Remix clone Hacker News

new | show | ask | jobs Github

	▲	wild_egg 6 hours ago
		Where did you see a haiku comparison? Haiku 4.5 was my daily driver for a month or so before Opus 4.5 dropped and would be unreasonably happy if a local model can give me similar capability
	▲	daemonologist 6 hours ago \| parent \| next [-]

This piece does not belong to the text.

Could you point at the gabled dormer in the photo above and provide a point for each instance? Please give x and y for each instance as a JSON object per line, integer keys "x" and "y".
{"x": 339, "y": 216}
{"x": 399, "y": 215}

		I didn't see a direct comparison, but there's some overlap in the published benchmarks: │ Qwen 3.6 35B-A3B │ Haiku 4.5 ────────────────────────┼──────────────────┼──────────────────────── SWE-Bench Verified │ 73.4 │ 66.6 ────────────────────────┼──────────────────┼──────────────────────── SWE-Bench Multilingual │ 67.2 │ 64.7 ────────────────────────┼──────────────────┼──────────────────────── SWE-Bench Pro │ 49.5 │ 39.45 ────────────────────────┼──────────────────┼──────────────────────── Terminal Bench 2.0 │ 51.5 │ 61.2 (Warp), 27.5 (CC) ────────────────────────┼──────────────────┼──────────────────────── LiveCodeBench │ 80.4 │ 41.92 These are of course all public benchmarks though - I'd expect there to be some memorization/overfitting happening. The proprietary models usually have a bit of an advantage in real-world tasks in my experience.
	▲	coder543 6 hours ago \| parent \| prev \| next [-]
		Artificial Analysis hasn't posted their independent analysis of Qwen3.6 35B A3B yet, but Alibaba's benchmarks paint it as being on par with Qwen3.5 27B (or better in some cases). Even Qwen3.5 35B A3B benchmarks roughly on par with Haiku 4.5, so Qwen3.6 should be a noticeable step up. https://artificialanalysis.ai/models?models=gpt-oss-120b%2Cg... No, these benchmarks are not perfect, but short of trying it yourself, this is the best we've got. Compared to the frontier coding models like Opus 4.7 and GPT 5.4, Qwen3.6 35B A3B is not going to feel smart at all, but for something that can run quickly at home... it is impressive how far this stuff has come.
	▲	deaux 3 hours ago \| parent \| prev [-]
		I find Gemma 4 26B A4B better than Haiku 4.5 and that's smaller than this one.